Another family sold their home because their son had serious health problems. Their home, in the South, had a black mold problem. It became clear that unschooling on the road was a pathway toward much needed healing and relief for this family.  Over the months, we’ll also travelled with a single mom who needed the anonymity of the road to leave an abusive relationship.  Our story isn’t as dramatic as, nor did we sell our house and all of our belongings. Looking back, however, I can see that we, too, left for reasons that included healing, re-imagining our way of being as a family, and being open to where the Spirit lead us, as we unhooked from the life we knew. 

In the faith community I served for twelve years, I continually asked the congregation: “Where is love calling us/you next?” And I always reminded the congregation that they could substitute “God” or “life” for love, if that made the question resonate more, but the essence of the question remained: what are you noticing about how the Spirit is stirring in your life? Where is that Spirit calling you?  

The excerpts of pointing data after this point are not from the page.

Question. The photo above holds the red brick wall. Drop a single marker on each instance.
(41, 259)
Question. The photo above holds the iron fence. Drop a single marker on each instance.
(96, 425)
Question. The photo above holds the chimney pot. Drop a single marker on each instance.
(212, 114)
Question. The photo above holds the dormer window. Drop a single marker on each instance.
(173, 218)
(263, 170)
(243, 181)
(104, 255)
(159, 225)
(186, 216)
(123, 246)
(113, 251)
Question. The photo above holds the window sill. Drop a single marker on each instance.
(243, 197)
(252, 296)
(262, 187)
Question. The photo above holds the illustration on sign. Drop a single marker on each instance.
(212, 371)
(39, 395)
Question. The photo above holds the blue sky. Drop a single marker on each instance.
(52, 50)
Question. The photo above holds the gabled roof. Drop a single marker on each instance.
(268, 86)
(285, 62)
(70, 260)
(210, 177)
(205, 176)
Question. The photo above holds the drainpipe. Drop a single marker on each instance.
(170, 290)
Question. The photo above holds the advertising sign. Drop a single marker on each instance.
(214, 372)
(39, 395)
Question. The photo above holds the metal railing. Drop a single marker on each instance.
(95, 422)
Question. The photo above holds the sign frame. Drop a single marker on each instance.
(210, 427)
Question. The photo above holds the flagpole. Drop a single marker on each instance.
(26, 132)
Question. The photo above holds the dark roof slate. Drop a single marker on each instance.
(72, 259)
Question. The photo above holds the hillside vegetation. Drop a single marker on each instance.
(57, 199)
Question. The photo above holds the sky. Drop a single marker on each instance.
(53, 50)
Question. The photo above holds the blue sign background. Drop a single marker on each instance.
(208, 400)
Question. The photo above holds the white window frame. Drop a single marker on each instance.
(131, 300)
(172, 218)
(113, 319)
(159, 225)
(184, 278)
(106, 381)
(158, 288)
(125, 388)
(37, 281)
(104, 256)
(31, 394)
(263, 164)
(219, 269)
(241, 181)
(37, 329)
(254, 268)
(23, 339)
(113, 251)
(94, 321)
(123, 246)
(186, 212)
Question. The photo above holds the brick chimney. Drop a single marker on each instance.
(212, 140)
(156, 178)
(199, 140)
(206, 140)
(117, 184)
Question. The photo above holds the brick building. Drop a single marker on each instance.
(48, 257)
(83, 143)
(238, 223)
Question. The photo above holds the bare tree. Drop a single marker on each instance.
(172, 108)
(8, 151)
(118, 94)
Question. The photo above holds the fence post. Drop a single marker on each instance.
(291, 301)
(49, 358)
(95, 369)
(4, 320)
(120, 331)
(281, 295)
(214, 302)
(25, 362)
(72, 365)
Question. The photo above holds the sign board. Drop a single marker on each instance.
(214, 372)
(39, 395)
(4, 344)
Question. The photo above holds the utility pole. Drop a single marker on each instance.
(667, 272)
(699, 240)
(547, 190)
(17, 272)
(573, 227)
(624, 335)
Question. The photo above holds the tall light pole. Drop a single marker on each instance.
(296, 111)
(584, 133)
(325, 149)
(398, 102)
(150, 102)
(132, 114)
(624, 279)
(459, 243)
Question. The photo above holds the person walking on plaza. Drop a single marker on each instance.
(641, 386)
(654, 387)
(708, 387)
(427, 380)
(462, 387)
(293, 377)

As I think about our family and the families we are traveling with (and many of the families we’ve met over the months), I wonder if it’s love that is at the heart of our decisions, if it’s love that propelled us out the door of our homes, our jobs, our old lives? To be clear, this is certainly not a romantic-comedy, Hallmark, gushy-gushy love, but a love that knows life is precious and fleeting. This is a love that looks death – or death-like circumstances – squarely in the face, that doesn’t shy away from what is, and what might be. This is a love that is willing to make hard choices, that prompts us to speak our deepest and truest wants. This is a love that forces us to try something new because what currently is, just isn’t working anymore. In other words, this is a love that is intimately aware that nothing is promised in this life; this is a fierce, burning love that recognizes all we have – our breath, our bodies, our possession – is on loan from the universe itself and will be returned soon enough. And when this love beckons, or opens a door, or plants a seed in us, we follow, we step through, we water and nurture the seed.

I think some form of this love animates many of the families we’ve met (including us), and the choices we’ve all made. We know that we can’t outrun death, but the knowledge of our own mortality forces us to make choices that lead to greater life and love. This can happen whether or not one is on the road.  It can happen anywhere, anytime.  Said another way, love can’t stop death, but death can give love its deepest roots.  In one way or another, many of these families, including our, to some extent, were living in situations where death or death-like circumstances were present – clear that a job no longer fit, that a child’s welbeing was the highest priority, that we wanted to live more deeply before we died, and couldn’t do that without making a significant change..

Truly grasping our finitude and holding it close can be fuel for selling homes, for hitting the road,  for making life changes. We do these things in order to unearth a deeper yes, to grab ahold of a new way of being in the world, to take the journey we will delay no longer.

Note: The internet is pretty slow here; I wanted to share some pictures, but that will have to wait!